Taking Your Life Into Your Own Hands

Taking Your Life into Your Own Hands

On July 11, 2009 Mr. James “Rhio” O’Connor became a victim of mesothelioma1, losing a difficult battle against the deadly cancer. However, Mr. O’Connor did not lose this battle without a strong and determined seven year fight. Though given a prognosis of only a year, this man dove beyond typical cancer treatments like chemotherapy and radiation to outlive his given expiration date; he consulted with medical experts in constructing treatment methods that would be most effective for him. Mr. O’Connor took his life into his own hands, rather than settling for the sentence given by one doctor. It is completely evident that Mr. O’Connor was—and is—a true hero.

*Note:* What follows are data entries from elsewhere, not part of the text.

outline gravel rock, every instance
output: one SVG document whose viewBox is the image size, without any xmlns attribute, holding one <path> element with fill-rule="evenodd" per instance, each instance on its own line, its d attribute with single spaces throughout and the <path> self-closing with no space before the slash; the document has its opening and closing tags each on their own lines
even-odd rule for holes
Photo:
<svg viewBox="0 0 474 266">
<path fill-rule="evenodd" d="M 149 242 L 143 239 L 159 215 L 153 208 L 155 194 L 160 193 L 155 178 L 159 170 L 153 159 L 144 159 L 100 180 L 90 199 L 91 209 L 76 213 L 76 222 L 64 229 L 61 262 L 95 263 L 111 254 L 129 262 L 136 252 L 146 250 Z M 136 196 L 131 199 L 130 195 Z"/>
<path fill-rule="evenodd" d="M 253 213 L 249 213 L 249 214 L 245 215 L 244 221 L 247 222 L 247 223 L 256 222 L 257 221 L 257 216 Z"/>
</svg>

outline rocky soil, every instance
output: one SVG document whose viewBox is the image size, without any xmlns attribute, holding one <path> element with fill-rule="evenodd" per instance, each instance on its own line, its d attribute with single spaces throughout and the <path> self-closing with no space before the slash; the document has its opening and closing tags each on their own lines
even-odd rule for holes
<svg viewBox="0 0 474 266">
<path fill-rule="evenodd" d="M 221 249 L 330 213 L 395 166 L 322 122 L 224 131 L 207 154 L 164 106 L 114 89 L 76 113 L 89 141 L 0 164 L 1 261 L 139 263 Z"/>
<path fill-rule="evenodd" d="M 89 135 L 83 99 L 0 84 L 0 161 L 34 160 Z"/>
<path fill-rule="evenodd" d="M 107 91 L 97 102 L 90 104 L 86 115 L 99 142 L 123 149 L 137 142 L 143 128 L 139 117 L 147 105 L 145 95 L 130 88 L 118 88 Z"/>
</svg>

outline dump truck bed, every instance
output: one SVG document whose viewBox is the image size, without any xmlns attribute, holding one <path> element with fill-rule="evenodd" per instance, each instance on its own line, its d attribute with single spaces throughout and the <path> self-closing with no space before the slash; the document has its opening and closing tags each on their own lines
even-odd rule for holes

Cancer is one of the biggest issues in the world right now. An American Cancer Association study reported that in 2009 about 562,340 were estimated to die by the end of the year. That’s approximately 15,000 people a day2. There have been approximately 713,220 new cases in females in 2009 and 269,800 deaths. Also in 2009, about 63,360 African American are expected to die from cancer3.14, 250 people in Mississippi were expected to die of some form of cancer in 20092. Being that I am an African American female, only having just recently left Mississippi for school, these statistics leave me highly concerned. Much of my family, women especially, are still residents of Mississippi and are older, which makes my concern for them greater.

Cancer is a disease that has disrupted my family on at least three occasions. My mother’s oldest brother, of whom I was not graced the opportunity to meet, died of a rare stomach cancer at young age of 16 after being directly exposed to farming chemicals in a tractor accident. Though I never met him, I was always aware of the pain caused by my family’s loss. My mother, her siblings, and my grandparents suffered because of it for a long time.

The second time cancer affected me was more direct. My grandmother (my father’s mother) died of pancreatic cancer when I was 11 years old. I remember seeing my father cry at her funeral but not being allowed to comfort him because of seating arrangements. He, along with the rest of my grandmother’s children, was directed to sit in the front. The grandchildren were instructed to occupy pews that were rows behind them. I never feel like I got to have a grandmother very long to take advantage of the benefits grandchildren seem to be entitled to like in the relationships I see on television. However, I do appreciate the few summers of cookies and cakes and constantly being spoiled that I can say I experienced.

The third and most recent encounter I have had with cancer has been the most difficult coping with. In 2004, a month after my 13th birthday, I lost my father to an extremely short battle with lung cancer. He didn’t smoke, but he was a deputy sheriff, so I supposed he was exposed to a lot of secondhand smoke. Nevertheless, there are several other factors that contribute to the acquisition of lung cancer; therefore the cause could have been anything. My father underwent a lot of chemotherapy and radiation and so I literally watched him shrink before my eyes. His body did not respond well at all the treatments. In fact, I believe it mad his condition much worse. A cousin of ours insisted that he try more natural treatments like herbs and fruits to strength his body. However, my father was a stubborn man and he was always one to rely heavily on doctors.

I strongly believe that lung cancer did not kill my father. I believe the treatments did. Unlike Mr. O’Connor, my father did not take his life into his own hands, but instead handed it over to men in white coats. When my father agreed to hospice care, I knew he had given up. He had basically retreated to his home hospital bed, and each day he waited to die. My father lost the strength that Mr. O’Connor held on to.

If I was put into a situation like Mr. O’Connor, I would do exactly what he did with no question! Dealing with that emaciated version of my father forced me to realize that one or two doctors don’t always have the answer. It is tremendously important to self educated yourself in the very way that Mr. O’Connor did. I would make serious use of the internet and the library as well as the opinions of several specialists on my condition and form a decision of my own based on what I feel would be best for my health.

Mr. O’Connor is no doubt inspiring for his actions in a time I imagine was the most difficult of his life. I am certain things got hard but I am not concerned with that. What matters most is how long he dealt with the suffering he was experiencing without giving up. This was a man of optimism, courage, self-will, determination—a hero.